As I pulled out of the parking lot near the law school into a stream of heavy traffic late yesterday afternoon, I saw a man walking down the line of cars begging, carrying a sign in his hands. I immediately opened the car window and pulled out of my bag a $10 gift card for Davanni’s, located a few blocks away, and waited to drive near enough to the man to give it to him.
As slowly I neared him (traffic was quite bad), I noticed the man behaving strangely. He would sometimes be walking toward the cars begging (without any success) and other times be standing looking off yelling. I first thought he might be talking to someone, but it then seemed he was directing his apparent anger to a nearby lamp post. As he turned again toward the line of cars and began to move closer to my car, I considered whether I should just close my window and look away, wondering if he might pose any danger. I actually did momentarily close it, but almost immediately opened it again.
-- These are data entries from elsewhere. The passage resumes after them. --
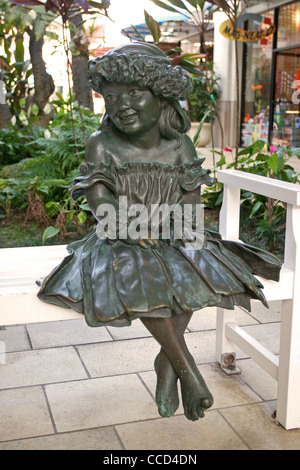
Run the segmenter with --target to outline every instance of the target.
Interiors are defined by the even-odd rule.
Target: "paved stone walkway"
[[[278,353],[280,302],[237,309],[239,325]],[[238,351],[241,375],[215,362],[215,308],[196,312],[186,332],[215,403],[188,421],[182,406],[161,418],[154,400],[159,351],[139,320],[89,328],[84,320],[7,326],[0,365],[0,449],[300,449],[300,429],[276,424],[276,381]],[[3,343],[1,343],[3,345]],[[2,361],[3,362],[3,361]]]

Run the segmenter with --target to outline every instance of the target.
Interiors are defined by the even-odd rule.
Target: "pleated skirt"
[[[82,313],[93,327],[127,326],[139,317],[169,318],[207,306],[251,311],[251,299],[267,306],[255,275],[278,280],[281,267],[270,253],[209,233],[198,250],[163,240],[159,248],[145,248],[101,240],[96,233],[67,250],[38,297]]]

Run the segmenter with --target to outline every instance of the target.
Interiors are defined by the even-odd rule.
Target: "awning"
[[[161,40],[164,42],[179,42],[186,36],[195,34],[194,26],[186,21],[183,15],[171,15],[160,19],[155,18],[155,20],[160,26]],[[121,33],[135,41],[145,41],[146,36],[151,35],[146,23],[123,28]]]

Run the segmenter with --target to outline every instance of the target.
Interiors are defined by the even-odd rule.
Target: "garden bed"
[[[25,218],[25,213],[15,213],[9,219],[0,219],[0,248],[65,245],[82,239],[93,227],[93,225],[89,224],[86,227],[80,227],[80,230],[74,228],[72,231],[64,234],[58,233],[43,243],[45,226],[36,221],[25,221]]]
[[[55,221],[53,221],[53,224]],[[219,209],[205,209],[205,228],[218,231],[219,230]],[[241,211],[241,240],[259,248],[272,251],[278,257],[283,256],[284,238],[283,235],[278,237],[277,244],[270,246],[268,243],[262,242],[256,234],[259,220],[251,219],[249,221],[248,213]],[[67,233],[58,233],[54,237],[48,238],[43,243],[43,233],[45,226],[37,221],[27,220],[26,213],[15,212],[9,219],[0,219],[0,248],[15,248],[25,246],[41,246],[41,245],[65,245],[75,240],[80,240],[95,228],[92,216],[87,224],[74,226]]]

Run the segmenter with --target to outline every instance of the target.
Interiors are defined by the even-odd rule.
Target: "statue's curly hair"
[[[113,49],[103,57],[89,61],[88,79],[101,94],[105,82],[132,83],[152,90],[167,100],[185,100],[192,91],[192,80],[156,46],[134,43]]]
[[[102,94],[106,82],[133,83],[149,88],[163,101],[159,119],[159,131],[166,139],[182,143],[182,134],[191,123],[179,103],[192,90],[192,80],[181,67],[173,67],[165,54],[153,44],[132,43],[107,52],[103,57],[89,61],[88,79],[91,88]],[[111,121],[104,114],[100,129],[110,127]]]

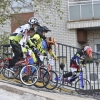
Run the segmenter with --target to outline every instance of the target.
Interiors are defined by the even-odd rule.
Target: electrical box
[[[84,29],[77,29],[78,43],[87,43],[87,31]]]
The man walked toward me with his sign, which read “Homeless. Anything would help.” I motioned him over and handed him the gift card, smiling and saying, “Here. There is $10 on this for the Davanni’s that is just over on the next street, on the corner of 12th and Hennepin. Go over there and get yourself something to eat.” As I spoke, he was looking directly at me with clear eyes, and when I finished he said, “Okay. Thank you.” And he walked directly over to where his bag was, picked it up and began walking in the direction of Davanni’s.
Maybe the man was a con artist trying to get what he could from people. Maybe he was so crazy that he would drop the gift card on the steet or into the gutter.
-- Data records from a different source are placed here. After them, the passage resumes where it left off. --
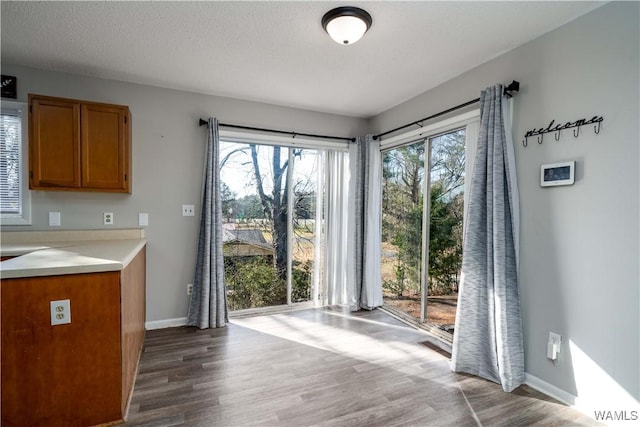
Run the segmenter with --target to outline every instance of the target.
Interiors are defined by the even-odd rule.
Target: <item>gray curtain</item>
[[[380,143],[372,135],[358,137],[349,146],[349,173],[349,306],[373,310],[382,305],[382,160]]]
[[[200,329],[221,328],[229,321],[222,258],[218,120],[210,118],[207,128],[198,257],[187,316],[187,325]]]
[[[512,391],[524,382],[517,183],[502,85],[482,91],[451,368]]]

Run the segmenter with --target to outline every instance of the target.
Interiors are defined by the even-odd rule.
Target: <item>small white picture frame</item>
[[[575,178],[576,162],[552,163],[540,166],[540,186],[556,187],[572,185]]]

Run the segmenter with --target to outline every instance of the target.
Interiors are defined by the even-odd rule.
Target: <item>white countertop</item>
[[[143,238],[69,242],[2,242],[0,278],[120,271],[146,245]]]

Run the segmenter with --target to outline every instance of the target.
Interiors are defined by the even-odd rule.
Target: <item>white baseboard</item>
[[[605,422],[607,425],[626,426],[629,424],[628,421],[636,421],[637,424],[639,418],[640,404],[624,390],[618,391],[617,389],[612,389],[611,391],[603,392],[606,394],[606,397],[613,396],[613,398],[607,401],[606,397],[603,399],[601,395],[596,397],[587,396],[586,398],[574,396],[527,373],[525,373],[525,384],[547,396],[559,400],[587,417],[596,421]],[[599,420],[597,419],[598,414],[600,414],[599,416],[601,417]]]
[[[531,374],[525,373],[524,375],[524,382],[529,387],[535,388],[539,392],[544,393],[549,397],[553,397],[567,406],[575,407],[577,397],[573,394],[567,393],[553,384],[549,384],[548,382],[543,381],[538,377],[534,377]]]
[[[176,319],[153,320],[151,322],[146,322],[144,324],[144,328],[147,331],[150,331],[153,329],[175,328],[178,326],[185,326],[186,324],[186,317],[178,317]]]

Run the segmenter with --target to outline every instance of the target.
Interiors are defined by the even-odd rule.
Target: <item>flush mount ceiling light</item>
[[[331,9],[322,17],[322,28],[336,43],[353,44],[371,27],[371,15],[358,7]]]

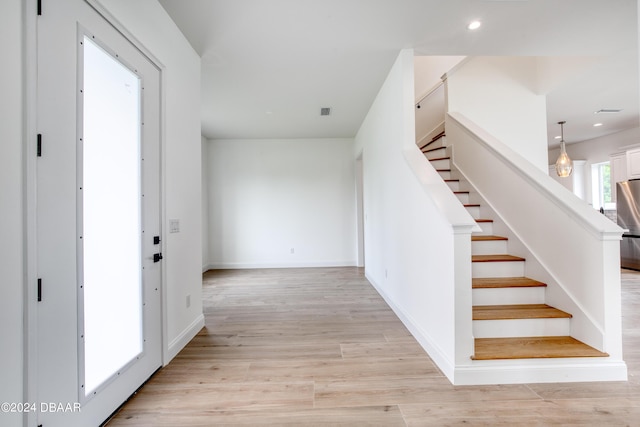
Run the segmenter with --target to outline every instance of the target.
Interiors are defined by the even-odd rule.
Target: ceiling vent
[[[619,109],[615,109],[615,108],[603,108],[601,110],[598,110],[595,112],[595,114],[600,114],[600,113],[609,113],[609,114],[614,114],[614,113],[619,113],[622,110]]]
[[[329,107],[322,107],[322,108],[320,109],[320,115],[321,115],[321,116],[328,116],[328,115],[330,115],[330,114],[331,114],[331,108],[329,108]]]

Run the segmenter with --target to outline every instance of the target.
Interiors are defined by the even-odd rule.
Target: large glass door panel
[[[90,395],[143,350],[141,85],[88,37],[82,46],[80,301]]]

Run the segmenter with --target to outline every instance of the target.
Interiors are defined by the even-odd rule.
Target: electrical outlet
[[[292,253],[292,254],[295,254],[295,253],[296,253],[296,250],[295,250],[294,248],[291,248],[291,253]]]
[[[169,220],[169,233],[179,233],[180,232],[180,220],[179,219],[170,219]]]
[[[187,295],[187,308],[191,307],[191,295]]]

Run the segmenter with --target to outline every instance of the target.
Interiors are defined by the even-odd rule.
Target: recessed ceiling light
[[[471,23],[469,23],[469,25],[467,25],[467,29],[477,30],[478,28],[480,28],[481,25],[482,25],[482,22],[480,21],[472,21]]]
[[[602,126],[602,123],[594,123],[594,124],[593,124],[593,127],[594,127],[594,128],[597,128],[598,126]]]
[[[556,136],[555,139],[560,139],[562,138],[560,135]]]
[[[328,116],[331,114],[331,107],[322,107],[320,108],[320,115],[321,116]]]

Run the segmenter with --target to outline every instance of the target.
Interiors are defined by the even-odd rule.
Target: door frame
[[[100,2],[100,0],[84,0],[90,7],[111,26],[113,26],[122,36],[138,49],[147,59],[153,63],[160,74],[160,233],[167,235],[165,226],[166,218],[166,178],[165,178],[165,152],[166,152],[166,132],[165,132],[165,66],[157,57],[147,49],[120,21],[118,21]],[[23,162],[24,162],[24,277],[25,287],[23,292],[23,397],[24,402],[35,402],[39,407],[38,400],[38,301],[37,301],[37,31],[38,31],[38,5],[35,1],[22,2],[23,13],[23,66],[24,66],[24,86],[22,109],[24,120]],[[43,7],[46,13],[46,4]],[[75,69],[75,65],[74,69]],[[166,253],[165,239],[160,242],[160,252]],[[167,286],[166,267],[161,263],[161,294],[160,294],[160,316],[161,316],[161,363],[165,366],[170,360],[167,346]],[[124,396],[126,399],[128,396]],[[25,412],[23,414],[23,425],[35,425],[37,413]]]

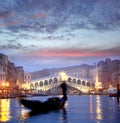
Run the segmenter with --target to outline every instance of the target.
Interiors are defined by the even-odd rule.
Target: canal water
[[[45,101],[48,96],[31,97]],[[69,96],[64,110],[31,115],[18,99],[0,99],[0,123],[120,123],[116,98],[100,95]]]

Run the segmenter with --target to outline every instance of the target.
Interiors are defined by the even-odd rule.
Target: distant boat
[[[110,87],[108,89],[108,94],[109,94],[109,97],[117,97],[117,88]]]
But maybe he was just a tired and hungry man without a home, and mine were the first kind words he heard spoken to him all day. And maybe sitting inside of a restaurant with a sandwich or pizza and a soft drink in front of him on the table would go a little way toward filling his body and soul.
I’ll never know which of a long list of maybes was actually the case. But I know I would have deeply regretted it if I had closed my window and looked away. In a situation like that, I’d much rather risk being “taken” than not take a chance that might make a real difference to someone.